Pek çok fikrin yüksek formları yeryüzüne çok uzun zaman önce verilmiştir. Ancak insanlığı kontrol altında tutmayı isteyenler tarafından çoğunluktan gizli tutulmuş ve engellenmiştir. Özgür enerji gibi fikirler evrensel olarak bilindiğinde, herkes için hayat çok daha kolay olacaktır.

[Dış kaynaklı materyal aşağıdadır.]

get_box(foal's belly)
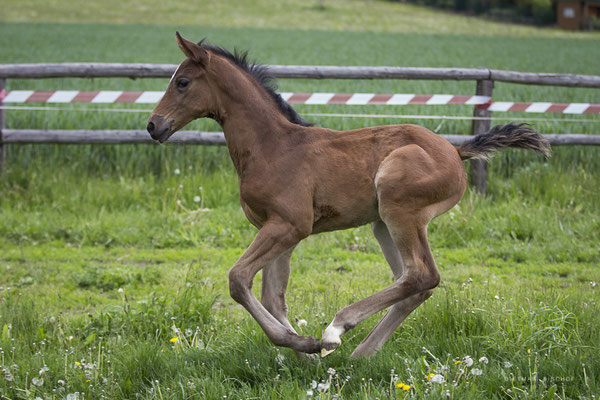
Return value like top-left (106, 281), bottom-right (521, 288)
top-left (313, 180), bottom-right (379, 233)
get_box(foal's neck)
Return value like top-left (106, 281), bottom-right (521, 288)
top-left (212, 61), bottom-right (296, 176)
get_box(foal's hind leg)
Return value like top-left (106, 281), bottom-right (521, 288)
top-left (321, 145), bottom-right (465, 356)
top-left (260, 248), bottom-right (306, 359)
top-left (352, 221), bottom-right (433, 357)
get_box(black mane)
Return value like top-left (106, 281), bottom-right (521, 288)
top-left (198, 40), bottom-right (313, 126)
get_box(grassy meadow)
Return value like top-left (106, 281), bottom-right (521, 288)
top-left (0, 0), bottom-right (600, 400)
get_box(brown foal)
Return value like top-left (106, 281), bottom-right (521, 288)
top-left (148, 33), bottom-right (550, 357)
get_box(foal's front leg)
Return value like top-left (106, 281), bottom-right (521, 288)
top-left (229, 221), bottom-right (321, 353)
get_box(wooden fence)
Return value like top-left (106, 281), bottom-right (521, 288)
top-left (0, 63), bottom-right (600, 193)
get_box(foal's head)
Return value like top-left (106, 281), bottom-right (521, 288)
top-left (147, 33), bottom-right (312, 143)
top-left (147, 32), bottom-right (217, 143)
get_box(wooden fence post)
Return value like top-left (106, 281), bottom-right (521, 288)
top-left (469, 79), bottom-right (494, 194)
top-left (0, 78), bottom-right (6, 173)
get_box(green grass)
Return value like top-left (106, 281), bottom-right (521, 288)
top-left (0, 0), bottom-right (600, 400)
top-left (2, 0), bottom-right (598, 38)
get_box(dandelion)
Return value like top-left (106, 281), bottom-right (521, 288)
top-left (31, 377), bottom-right (44, 386)
top-left (4, 368), bottom-right (14, 382)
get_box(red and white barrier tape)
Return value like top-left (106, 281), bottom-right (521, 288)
top-left (0, 90), bottom-right (600, 114)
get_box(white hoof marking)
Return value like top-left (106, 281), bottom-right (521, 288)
top-left (321, 322), bottom-right (344, 357)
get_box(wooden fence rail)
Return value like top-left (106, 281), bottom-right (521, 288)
top-left (0, 63), bottom-right (600, 193)
top-left (0, 63), bottom-right (600, 88)
top-left (3, 129), bottom-right (600, 146)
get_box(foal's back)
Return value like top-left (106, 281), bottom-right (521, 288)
top-left (288, 125), bottom-right (465, 233)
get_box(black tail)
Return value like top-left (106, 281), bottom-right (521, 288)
top-left (457, 123), bottom-right (552, 160)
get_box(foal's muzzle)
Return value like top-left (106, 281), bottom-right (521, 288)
top-left (146, 114), bottom-right (173, 143)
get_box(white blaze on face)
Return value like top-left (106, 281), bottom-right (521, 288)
top-left (169, 63), bottom-right (183, 85)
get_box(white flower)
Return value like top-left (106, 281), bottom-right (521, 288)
top-left (31, 377), bottom-right (44, 386)
top-left (4, 368), bottom-right (14, 382)
top-left (463, 356), bottom-right (473, 367)
top-left (317, 382), bottom-right (329, 392)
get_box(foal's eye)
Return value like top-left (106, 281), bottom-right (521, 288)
top-left (177, 78), bottom-right (190, 89)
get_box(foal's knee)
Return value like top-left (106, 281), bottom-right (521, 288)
top-left (229, 267), bottom-right (252, 303)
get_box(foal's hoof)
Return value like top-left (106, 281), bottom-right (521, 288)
top-left (321, 347), bottom-right (337, 357)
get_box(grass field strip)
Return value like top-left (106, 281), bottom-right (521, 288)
top-left (0, 90), bottom-right (600, 114)
top-left (0, 106), bottom-right (600, 123)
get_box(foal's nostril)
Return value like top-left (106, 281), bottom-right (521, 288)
top-left (146, 122), bottom-right (156, 135)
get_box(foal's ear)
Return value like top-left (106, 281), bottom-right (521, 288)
top-left (175, 32), bottom-right (208, 65)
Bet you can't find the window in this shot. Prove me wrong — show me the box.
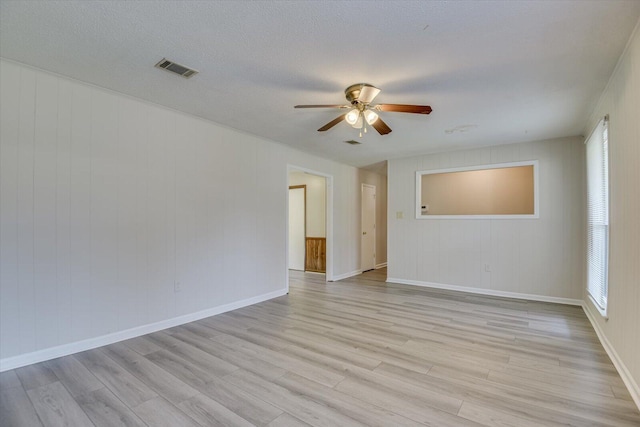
[586,117,609,317]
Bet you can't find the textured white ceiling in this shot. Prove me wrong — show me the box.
[0,0,640,166]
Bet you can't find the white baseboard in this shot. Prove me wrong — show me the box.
[387,277,582,306]
[0,289,287,372]
[582,302,640,410]
[330,270,362,282]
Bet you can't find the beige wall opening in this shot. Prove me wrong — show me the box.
[416,161,538,218]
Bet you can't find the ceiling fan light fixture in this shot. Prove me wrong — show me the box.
[351,111,364,129]
[344,108,360,126]
[364,110,378,125]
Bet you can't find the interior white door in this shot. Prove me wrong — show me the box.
[289,187,306,271]
[360,184,376,271]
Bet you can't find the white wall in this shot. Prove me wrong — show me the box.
[289,171,327,237]
[582,20,640,407]
[388,138,584,303]
[0,60,368,370]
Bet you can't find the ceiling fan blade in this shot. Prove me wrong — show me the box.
[318,114,346,132]
[371,117,391,135]
[358,86,380,104]
[293,104,351,108]
[374,104,432,114]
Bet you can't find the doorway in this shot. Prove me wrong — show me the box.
[287,166,333,281]
[360,184,376,272]
[289,185,307,271]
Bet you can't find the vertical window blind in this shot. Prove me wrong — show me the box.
[586,117,609,316]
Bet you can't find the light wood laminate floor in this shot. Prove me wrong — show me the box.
[0,270,640,427]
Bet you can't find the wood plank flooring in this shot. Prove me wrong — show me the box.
[0,269,640,427]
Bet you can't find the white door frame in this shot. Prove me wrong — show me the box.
[360,183,378,271]
[284,164,333,293]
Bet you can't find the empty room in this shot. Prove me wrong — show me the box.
[0,0,640,427]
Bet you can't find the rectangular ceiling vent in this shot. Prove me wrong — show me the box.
[156,58,198,79]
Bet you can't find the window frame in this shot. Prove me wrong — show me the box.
[585,116,611,318]
[415,159,540,219]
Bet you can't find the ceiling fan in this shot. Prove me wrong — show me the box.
[294,83,431,136]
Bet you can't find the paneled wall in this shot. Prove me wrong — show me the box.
[583,24,640,407]
[0,60,372,370]
[388,138,584,303]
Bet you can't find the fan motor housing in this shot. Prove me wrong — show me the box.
[344,83,375,105]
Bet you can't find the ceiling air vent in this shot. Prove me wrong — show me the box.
[156,58,198,79]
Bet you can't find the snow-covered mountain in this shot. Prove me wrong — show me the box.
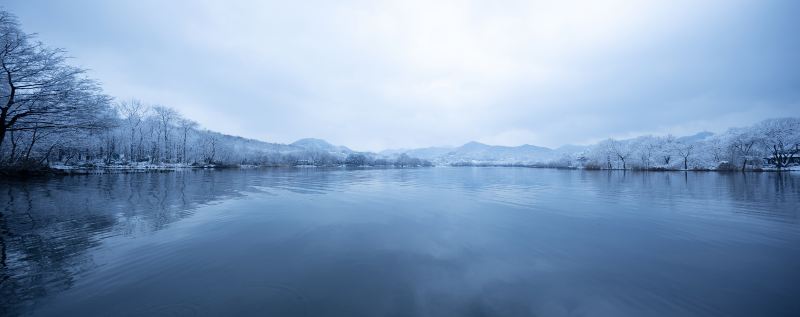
[289,138,354,154]
[380,141,559,164]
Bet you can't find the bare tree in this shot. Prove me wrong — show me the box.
[153,106,178,162]
[0,11,110,165]
[178,118,197,163]
[729,129,760,171]
[0,11,110,156]
[117,99,147,161]
[675,142,694,170]
[608,139,632,169]
[756,118,800,169]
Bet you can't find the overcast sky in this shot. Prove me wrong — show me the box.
[2,0,800,150]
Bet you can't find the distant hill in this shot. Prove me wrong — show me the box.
[380,141,558,164]
[289,138,354,154]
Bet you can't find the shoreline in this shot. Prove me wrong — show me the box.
[0,164,800,179]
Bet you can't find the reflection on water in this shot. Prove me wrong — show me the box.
[0,168,800,316]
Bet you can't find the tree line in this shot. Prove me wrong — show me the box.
[0,10,430,169]
[557,118,800,170]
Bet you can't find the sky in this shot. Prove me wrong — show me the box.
[0,0,800,151]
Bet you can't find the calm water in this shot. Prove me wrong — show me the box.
[0,168,800,316]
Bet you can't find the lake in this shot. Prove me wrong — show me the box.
[0,167,800,316]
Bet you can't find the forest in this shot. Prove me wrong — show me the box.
[0,11,800,170]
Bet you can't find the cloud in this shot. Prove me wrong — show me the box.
[7,0,800,150]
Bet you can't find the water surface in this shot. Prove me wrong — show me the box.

Bir defa daha sevgi hakkında konuşmak istiyoruz. Şimdiye kadar sıklıkla BİRin içinde varolan bireylerin arasındaki bağlayıcı enerji olan sevginin mutlak gerçeğinden bahsetmiş olsak da, üçüncü boyutta en çok yorumlanan haliyle sevgi hakkında konuşmadık. Pek çokları sevginin gerçekliğini gündelik hayata nasıl aktaracağı konusunda sıkıntı çekiyor, özellikle de ilişkilerine. 

Üç boyutlu bilinç halinden çıkış yolculuğunda herkesin karşılaştığı üç büyük hızlandırıcı vardır. Bunlar: 1. İlişkiler, 2. Para, 3. Güç.

Çoğunluk herkesin hayatını ve bireysel seçim yapmalarını yöneten gücü temsil ettiği pek çok hayat yaşamıştır. Bundan dolayı, hayatın bu üç yüzü çoğunluğun bilincinde sağlamca kök salmıştır.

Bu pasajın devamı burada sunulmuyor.